Kids’ curiosity about politics pulls parents into the conversation

  • By Sharon Holbrook Special to The Washington Post
  • Friday, April 1, 2016 4:14pm
  • Life

One recent night at dinner, we talked about the Ku Klux Klan, and why we treasure our sacred American liberty of free speech, even when we don’t like that speech. Of course, with three elementary school kids, we also talked about the poop on the bathroom seat at school, Xbox games, and, petulantly, why we weren’t having pizza.

Say what you will about the alarming aspects of this presidential race — and that’s not for this essay — but I’m loving being a parent of kids of a rational, conversational age this election year. Four years ago, my children were 6, 4, and 1. We may still have been talking about poop and pizza back then, but we certainly weren’t discussing politics.

I confess that I have changed over the last couple decades of my life, as I slid from the heady intellectual atmosphere of college into the prosaic but necessary details of adulthood. I grew to hate politics. I grew to hate politicians, too, and their power-brokering opportunism and phony promises. I didn’t have the patience for the nonsense, and so I checked out of most political news. Real life was busy enough, and it was easy to tune it all out.

In early 2016, though, politics are everywhere and there’s so much to discuss.

We can’t ignore the extraordinarily polarized atmosphere in the United States, and the extreme behaviors and political views in play this year. No one can. We went to Canada last weekend to visit my husband’s sick grandmother, and many times over, upon hearing that we are American, disbelieving folks wanted to know, “What’s going on with this election?”

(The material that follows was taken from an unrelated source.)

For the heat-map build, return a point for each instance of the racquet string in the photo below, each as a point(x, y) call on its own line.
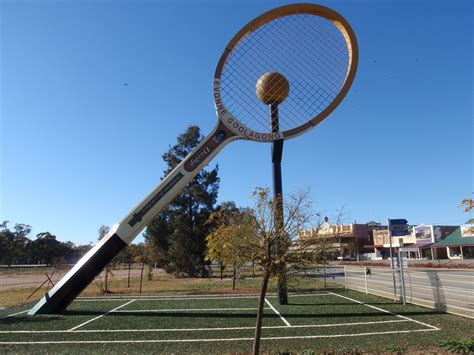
point(310, 51)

I’ve been tickled, though, by the silver lining to this turmoil — every day serves up an interesting and surprisingly deep conversation with our curious elementary schoolers. It was an endorsement of Donald Trump by white supremacist David Duke that led to a dinner table discussion of the KKK.

“Can’t the president stop them?” my 5-year-old asks at the dinner table, when we tell the kids about lynchings and burning crosses and white-hooded rallies. She quite simply believes in the unlimited power of the presidency. But it’s more than that. She believes that good can prevail.

I, on the other hand, had forgotten what it means to be an idealist.

My kids are hungry for ideals and they’re pulling me back in. I’m finding I can’t afford to be disillusioned anymore. When kids ask questions, parents try to answer. It’s part of the job description. When they ask the big questions, we have to give the big answers, the ones that probe what we really believe and stand for, and what we hope our children will be.

This election has handed us a ready-made opportunity to explore our civic values — a family philosophy class, if you will. We already teach our kids about personal values like kindness, honesty, generosity, and fidelity, hopefully by example as well as conversation, but we hadn’t spent much time on political values until now.

It’s a joy, and a thought-provoking one, to hear what my kids have to say about questions like, “If we believe in immigration and welcoming the stranger, but we also believe in fairness and following rules and laws, how should we treat illegal immigrants? I imagine we won’t always agree, but I can’t wait to hear their questions and opinions.

None of us can have all the answers, but we do our best. In answer to the kindergartner’s question about the Ku Klux Klan, we explain that, yes, violence and vandalism are indeed illegal, but public rallies with hateful messages are not. My kids, used to our staid household rules about speaking to one another kindly, are shocked that such ugliness is allowed.

I find myself defending free speech as a cornerstone of our democracy, and urging them to exercise their own free speech to combat ugliness.

There’s too much at stake to remain quiet about our nation’s future, and so we are all finding our values and resolving to use our voices. Maybe free speech begins at home, at the dinner table.